From owner-freebsd-questions@FreeBSD.ORG  Wed Jul 16 13:15:52 2003
Return-Path: <owner-freebsd-questions@FreeBSD.ORG>
Delivered-To: freebsd-questions@freebsd.org
Received: from mx1.FreeBSD.org (mx1.freebsd.org [216.136.204.125])
	by hub.freebsd.org (Postfix) with ESMTP id 5FBA937B401
	for <freebsd-questions@freebsd.org>;
	Wed, 16 Jul 2003 13:15:52 -0700 (PDT)
Received: from wrongcrowd.com (dsl231-036-178.sea1.dsl.speakeasy.net
	[216.231.36.178])
	by mx1.FreeBSD.org (Postfix) with ESMTP id 98BE743F93
	for <freebsd-questions@freebsd.org>;
	Wed, 16 Jul 2003 13:15:49 -0700 (PDT)
	(envelope-from matt@wrongcrowd.com)
Received: from [192.168.1.99] (helo=thunderbird.wrongcrowd.com)
	by wrongcrowd.com with esmtp (Exim 3.34 #1)
	id 19csgj-0003ip-00
	for freebsd-questions@freebsd.org; Wed, 16 Jul 2003 13:15:45 -0700
Message-Id: <5.2.0.9.2.20030716124813.035e9e68@192.168.1.1>
X-Sender: matt@192.168.1.1
X-Mailer: QUALCOMM Windows Eudora Version 5.2.0.9
Date: Wed, 16 Jul 2003 13:16:26 -0700
To: freebsd-questions@freebsd.org
From: Matt Staroscik <matt@wrongcrowd.com>
In-Reply-To: <20030716054801.7A07737B404@hub.freebsd.org>
Mime-Version: 1.0
Content-Type: text/plain; charset="us-ascii"; format=flowed
Subject: Re: Adaptec 2400A RAID controller corrupting data (4.8)
X-BeenThere: freebsd-questions@freebsd.org
X-Mailman-Version: 2.1.1
Precedence: list
List-Id: User questions <freebsd-questions.freebsd.org>
List-Unsubscribe: <http://lists.freebsd.org/mailman/listinfo/freebsd-questions>,
	<mailto:freebsd-questions-request@freebsd.org?subject=unsubscribe>
List-Archive: <http://lists.freebsd.org/pipermail/freebsd-questions>
List-Post: <mailto:freebsd-questions@freebsd.org>
List-Help: <mailto:freebsd-questions-request@freebsd.org?subject=help>
List-Subscribe: <http://lists.freebsd.org/mailman/listinfo/freebsd-questions>,
	<mailto:freebsd-questions-request@freebsd.org?subject=subscribe>
X-List-Received-Date: Wed, 16 Jul 2003 20:15:52 -0000

I am going to break this saga into 2 posts, one with the ugly details for 
those who are interested, and one short post with the essential questions 
and observations.

>I have that card with 6 60 gig drives and set the box up (freebsd 4.7?)
>and it would run for a day or so and just crash.  I also recall having
>similar panics when moving large amounts of data.  I've given up on
>using the box for any real work so it's just sitting doing nothing
>waiting... hoping for a solution... a glimmer of hope.  ;-)
>
>If you get it working please post.

Here is an update.
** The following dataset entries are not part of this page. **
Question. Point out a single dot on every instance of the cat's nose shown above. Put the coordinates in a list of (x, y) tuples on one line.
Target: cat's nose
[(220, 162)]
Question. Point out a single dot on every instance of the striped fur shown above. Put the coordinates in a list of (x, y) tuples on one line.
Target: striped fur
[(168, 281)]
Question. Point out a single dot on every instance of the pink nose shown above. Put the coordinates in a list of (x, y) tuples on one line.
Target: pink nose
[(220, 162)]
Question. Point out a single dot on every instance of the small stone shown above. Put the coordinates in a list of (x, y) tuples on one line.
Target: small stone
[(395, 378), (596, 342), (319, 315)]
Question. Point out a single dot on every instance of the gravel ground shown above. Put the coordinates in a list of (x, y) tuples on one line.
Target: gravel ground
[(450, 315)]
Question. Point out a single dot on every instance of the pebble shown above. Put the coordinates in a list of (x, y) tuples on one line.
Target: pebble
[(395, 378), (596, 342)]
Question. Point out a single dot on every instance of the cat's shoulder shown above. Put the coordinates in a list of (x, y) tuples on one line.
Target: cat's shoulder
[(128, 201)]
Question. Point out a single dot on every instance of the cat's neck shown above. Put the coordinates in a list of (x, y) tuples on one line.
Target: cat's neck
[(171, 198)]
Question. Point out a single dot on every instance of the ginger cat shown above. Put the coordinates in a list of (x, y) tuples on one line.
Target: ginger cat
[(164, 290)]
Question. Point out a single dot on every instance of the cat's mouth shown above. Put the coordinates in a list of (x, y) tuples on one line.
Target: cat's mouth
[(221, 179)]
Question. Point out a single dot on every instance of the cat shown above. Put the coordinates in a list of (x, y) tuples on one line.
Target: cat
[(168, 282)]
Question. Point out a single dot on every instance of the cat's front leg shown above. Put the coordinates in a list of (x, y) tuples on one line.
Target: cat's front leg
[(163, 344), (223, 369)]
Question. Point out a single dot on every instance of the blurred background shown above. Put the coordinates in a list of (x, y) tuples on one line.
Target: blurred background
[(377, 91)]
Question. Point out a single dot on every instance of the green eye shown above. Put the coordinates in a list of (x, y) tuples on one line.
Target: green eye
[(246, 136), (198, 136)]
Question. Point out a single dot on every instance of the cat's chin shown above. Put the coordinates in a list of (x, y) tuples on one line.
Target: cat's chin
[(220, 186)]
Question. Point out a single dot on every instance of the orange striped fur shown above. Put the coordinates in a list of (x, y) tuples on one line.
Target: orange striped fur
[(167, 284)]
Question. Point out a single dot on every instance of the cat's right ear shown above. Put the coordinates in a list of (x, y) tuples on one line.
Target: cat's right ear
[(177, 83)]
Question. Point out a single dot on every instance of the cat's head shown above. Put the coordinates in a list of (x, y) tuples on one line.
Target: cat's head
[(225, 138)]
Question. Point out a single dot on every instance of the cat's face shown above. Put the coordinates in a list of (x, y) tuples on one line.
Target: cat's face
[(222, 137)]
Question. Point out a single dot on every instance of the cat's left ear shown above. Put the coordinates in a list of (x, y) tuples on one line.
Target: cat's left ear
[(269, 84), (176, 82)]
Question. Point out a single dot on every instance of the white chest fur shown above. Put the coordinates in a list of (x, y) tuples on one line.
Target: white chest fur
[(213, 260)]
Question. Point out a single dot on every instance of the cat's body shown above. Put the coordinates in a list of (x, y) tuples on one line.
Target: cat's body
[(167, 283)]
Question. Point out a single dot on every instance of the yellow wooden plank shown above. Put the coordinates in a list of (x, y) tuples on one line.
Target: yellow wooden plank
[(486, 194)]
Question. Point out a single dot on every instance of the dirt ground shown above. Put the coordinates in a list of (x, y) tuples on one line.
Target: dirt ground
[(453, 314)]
While I have made progress I am not 100% hopeful for a 
solution that is stable in the long term.

To make a long story short, I seem to have made the system much stable by 
turning off soft updates. I was able to do a make buildworld, and then 
delete the contents of /usr/obj. Previously, one of those actions was sure 
to trigger a panic. Before I tried disabling soft updates I also did all 
this, some of which I readily admit is voodoo:

- cable replacement
- jumped drives to Master instead of Cable Select
- Changed RAID card PCI slot
- Wiggled everything

I continued my test by cvsupping my source and doing another make 
buildworld. However, this time it bombed out while working on groff. I 
checked the file in an editor and it didn't look munged, so I am not sure 
if there is an error in the cvs tree, an innocent file transfer error, or a 
sign of deeper issues with my disk subsystem. I am going to thrash the 
machine with more builds but avoid CVS for now.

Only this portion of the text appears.